ランドは身を起こすと、次にはレグレルグに覆い被さるように抱き付く。レグレルグがその背を優しく抱き留めた。
「レグ」
耳元で聞こえたランドの声にレグレルグは感じた事の無い幸福を覚える。ただ名を呼ぶだけのものが途方も無く喜びを呼んだ。
「これっぽっちでも、俺はお前が欲しい」
言葉にレグレルグが小さく笑い、甘えるように頬を寄せる。
「充分すぎるくらいですよ、ランドさん」
身を起こしたランドの表情を慰めるように、レグレルグはランドを引き寄せて口付けた。
レグレルグを背中から抱え込み、ランドは伸ばした手の指をレグレルグの唇に這わせる。レグレルグが薄く唇を開いたところで二本の指を差し入れ、熱い口内を努めて優しく撫で回した。ぬめる中で歯を避け、柔らかな舌の表だけでなく裏も弄ると、レグレルグが身を震わせる。
「んっふ、うう、んんぅ……」
されるが侭でいるレグレルグが時折指に吸い付き、感覚にランドは更に高揚させられ、レグレルグもまた高揚しているのだと知ると、堪らない心地がランドの歯止めを利かなくさせた。
レグレルグの耳を緩く唇で食むように挟み、吸い上げ、舌で弄ぶ。押し寄せる感覚と音にレグレルグが体をよじった。
「はふ……ぁあっ、んむ、うぅ……」
空いた片手でレグレルグの胸を撫でているとぬめりに気付く。唾液が此処まで垂れてきたようだ。その事実で更にランドの思考が熱を持ち白く染まる。
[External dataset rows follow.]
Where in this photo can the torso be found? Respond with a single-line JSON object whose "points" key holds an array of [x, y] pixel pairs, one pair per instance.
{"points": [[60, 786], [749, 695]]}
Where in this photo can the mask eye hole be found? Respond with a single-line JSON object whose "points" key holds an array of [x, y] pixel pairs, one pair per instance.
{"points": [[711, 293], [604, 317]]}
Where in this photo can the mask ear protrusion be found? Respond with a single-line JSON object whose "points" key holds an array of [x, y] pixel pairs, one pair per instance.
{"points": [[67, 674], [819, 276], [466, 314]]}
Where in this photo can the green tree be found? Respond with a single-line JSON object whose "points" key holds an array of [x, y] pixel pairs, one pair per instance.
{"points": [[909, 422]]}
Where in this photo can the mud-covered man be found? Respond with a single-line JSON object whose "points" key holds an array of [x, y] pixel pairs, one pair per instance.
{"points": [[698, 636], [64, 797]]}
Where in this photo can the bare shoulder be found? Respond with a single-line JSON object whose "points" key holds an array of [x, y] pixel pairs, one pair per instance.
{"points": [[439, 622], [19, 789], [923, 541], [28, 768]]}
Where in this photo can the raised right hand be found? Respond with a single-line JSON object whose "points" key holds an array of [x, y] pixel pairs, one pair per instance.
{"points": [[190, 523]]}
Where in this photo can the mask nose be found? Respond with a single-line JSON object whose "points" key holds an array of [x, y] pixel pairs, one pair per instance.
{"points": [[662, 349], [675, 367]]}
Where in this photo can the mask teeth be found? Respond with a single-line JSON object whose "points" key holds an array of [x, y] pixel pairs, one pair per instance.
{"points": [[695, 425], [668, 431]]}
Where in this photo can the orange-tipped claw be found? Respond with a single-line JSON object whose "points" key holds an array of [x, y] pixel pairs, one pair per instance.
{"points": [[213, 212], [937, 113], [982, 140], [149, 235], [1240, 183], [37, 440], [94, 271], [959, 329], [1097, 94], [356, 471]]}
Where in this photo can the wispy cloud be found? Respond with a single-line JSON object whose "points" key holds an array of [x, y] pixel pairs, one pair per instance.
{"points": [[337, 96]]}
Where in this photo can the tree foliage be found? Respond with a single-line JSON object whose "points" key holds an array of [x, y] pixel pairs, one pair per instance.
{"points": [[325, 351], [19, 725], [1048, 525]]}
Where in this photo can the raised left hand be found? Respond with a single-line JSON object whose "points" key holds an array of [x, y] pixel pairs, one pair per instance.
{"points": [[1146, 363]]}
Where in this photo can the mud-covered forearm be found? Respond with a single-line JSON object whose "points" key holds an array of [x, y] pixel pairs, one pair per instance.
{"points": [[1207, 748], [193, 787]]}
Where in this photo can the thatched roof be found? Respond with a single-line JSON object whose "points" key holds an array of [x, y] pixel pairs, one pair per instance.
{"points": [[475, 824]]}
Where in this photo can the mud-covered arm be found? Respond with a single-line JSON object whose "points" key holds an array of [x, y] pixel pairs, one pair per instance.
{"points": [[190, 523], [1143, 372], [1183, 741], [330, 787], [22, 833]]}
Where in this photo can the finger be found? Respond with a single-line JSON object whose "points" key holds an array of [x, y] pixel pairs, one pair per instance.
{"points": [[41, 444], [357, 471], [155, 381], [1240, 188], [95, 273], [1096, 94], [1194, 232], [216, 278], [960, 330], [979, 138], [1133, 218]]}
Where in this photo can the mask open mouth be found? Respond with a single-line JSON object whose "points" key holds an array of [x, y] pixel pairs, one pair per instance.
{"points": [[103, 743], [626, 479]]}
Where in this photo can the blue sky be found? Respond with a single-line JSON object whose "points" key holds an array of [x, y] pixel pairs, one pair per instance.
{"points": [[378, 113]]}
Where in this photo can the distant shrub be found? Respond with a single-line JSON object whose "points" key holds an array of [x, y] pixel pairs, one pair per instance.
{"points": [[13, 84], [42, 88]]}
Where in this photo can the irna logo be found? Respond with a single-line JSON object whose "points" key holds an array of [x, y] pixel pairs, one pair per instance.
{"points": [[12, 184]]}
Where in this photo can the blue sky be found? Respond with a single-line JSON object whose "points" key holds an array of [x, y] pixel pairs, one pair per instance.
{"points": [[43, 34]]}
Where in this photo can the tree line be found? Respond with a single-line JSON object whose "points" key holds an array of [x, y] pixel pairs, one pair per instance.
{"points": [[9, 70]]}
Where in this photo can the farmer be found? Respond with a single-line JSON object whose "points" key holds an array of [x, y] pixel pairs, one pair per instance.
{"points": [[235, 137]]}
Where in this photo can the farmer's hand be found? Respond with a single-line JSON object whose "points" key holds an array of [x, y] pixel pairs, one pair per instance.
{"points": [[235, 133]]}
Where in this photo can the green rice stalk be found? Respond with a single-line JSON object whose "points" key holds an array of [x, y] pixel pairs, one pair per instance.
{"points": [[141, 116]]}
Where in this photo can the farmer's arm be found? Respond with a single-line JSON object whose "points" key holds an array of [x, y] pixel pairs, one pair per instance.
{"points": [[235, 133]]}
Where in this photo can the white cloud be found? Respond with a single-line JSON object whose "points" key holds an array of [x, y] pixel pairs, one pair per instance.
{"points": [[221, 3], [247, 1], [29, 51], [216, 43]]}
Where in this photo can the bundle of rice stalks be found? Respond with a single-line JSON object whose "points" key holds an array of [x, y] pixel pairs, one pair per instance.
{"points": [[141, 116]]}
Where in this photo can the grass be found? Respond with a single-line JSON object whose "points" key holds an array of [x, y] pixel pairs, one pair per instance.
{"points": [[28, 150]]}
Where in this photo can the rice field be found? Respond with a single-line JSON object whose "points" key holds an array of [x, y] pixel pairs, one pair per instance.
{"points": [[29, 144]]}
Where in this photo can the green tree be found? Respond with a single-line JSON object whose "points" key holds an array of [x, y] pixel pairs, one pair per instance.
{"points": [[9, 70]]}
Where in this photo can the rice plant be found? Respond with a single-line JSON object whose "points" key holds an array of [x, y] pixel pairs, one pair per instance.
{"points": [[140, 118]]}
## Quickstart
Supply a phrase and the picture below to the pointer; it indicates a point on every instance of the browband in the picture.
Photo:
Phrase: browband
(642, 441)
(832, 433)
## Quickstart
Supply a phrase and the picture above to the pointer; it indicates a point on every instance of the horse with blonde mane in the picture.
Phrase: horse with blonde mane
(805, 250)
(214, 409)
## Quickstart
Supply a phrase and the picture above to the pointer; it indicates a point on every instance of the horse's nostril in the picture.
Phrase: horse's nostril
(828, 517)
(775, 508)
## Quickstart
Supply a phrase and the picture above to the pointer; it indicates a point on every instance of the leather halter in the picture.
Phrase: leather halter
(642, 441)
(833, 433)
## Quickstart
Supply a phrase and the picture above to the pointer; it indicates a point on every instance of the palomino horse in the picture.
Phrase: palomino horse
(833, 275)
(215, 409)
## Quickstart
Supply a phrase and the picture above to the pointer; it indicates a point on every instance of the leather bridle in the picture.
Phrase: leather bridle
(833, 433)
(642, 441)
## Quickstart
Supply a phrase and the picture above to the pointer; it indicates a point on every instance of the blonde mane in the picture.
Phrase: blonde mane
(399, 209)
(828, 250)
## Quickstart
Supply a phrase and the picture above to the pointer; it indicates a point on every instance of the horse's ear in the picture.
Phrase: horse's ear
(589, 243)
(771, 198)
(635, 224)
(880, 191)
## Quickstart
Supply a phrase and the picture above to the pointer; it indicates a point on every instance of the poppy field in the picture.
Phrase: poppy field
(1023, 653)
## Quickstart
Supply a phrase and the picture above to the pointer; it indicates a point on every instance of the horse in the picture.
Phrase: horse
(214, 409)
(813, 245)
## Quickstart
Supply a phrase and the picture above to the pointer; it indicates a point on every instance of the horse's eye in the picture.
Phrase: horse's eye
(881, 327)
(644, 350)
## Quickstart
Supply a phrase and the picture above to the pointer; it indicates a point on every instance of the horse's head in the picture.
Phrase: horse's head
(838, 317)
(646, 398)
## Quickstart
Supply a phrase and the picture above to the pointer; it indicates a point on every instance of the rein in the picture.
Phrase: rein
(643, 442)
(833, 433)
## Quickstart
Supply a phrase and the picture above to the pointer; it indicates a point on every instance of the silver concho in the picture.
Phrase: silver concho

傷付けないよう徐に口から指を抜くとレグレルグから手首を掴まれた。そうして指を名残惜しそうにしゃぶるさまがランドの胸中を激しく疼かせる。熱い吐息と舌が絡み付き、夢中であるのはランドだけではないのだと知らしめるようだった。
レグレルグを再度押し倒し、ランドは貪り付くようにレグレルグへ口付ける。絡む舌が蕩けて一つになるような感覚に陥り、ますます心身を熱くさせた。
「……なんか」
ふと口を離し、ランドが熱に揺れた声で告げる。
「やめ時、解んねえ……」
「ふふ……、僕もです」
一際艶やかに見えた微笑みへまた口付け、ランドは己の感情に心地良く振り回された。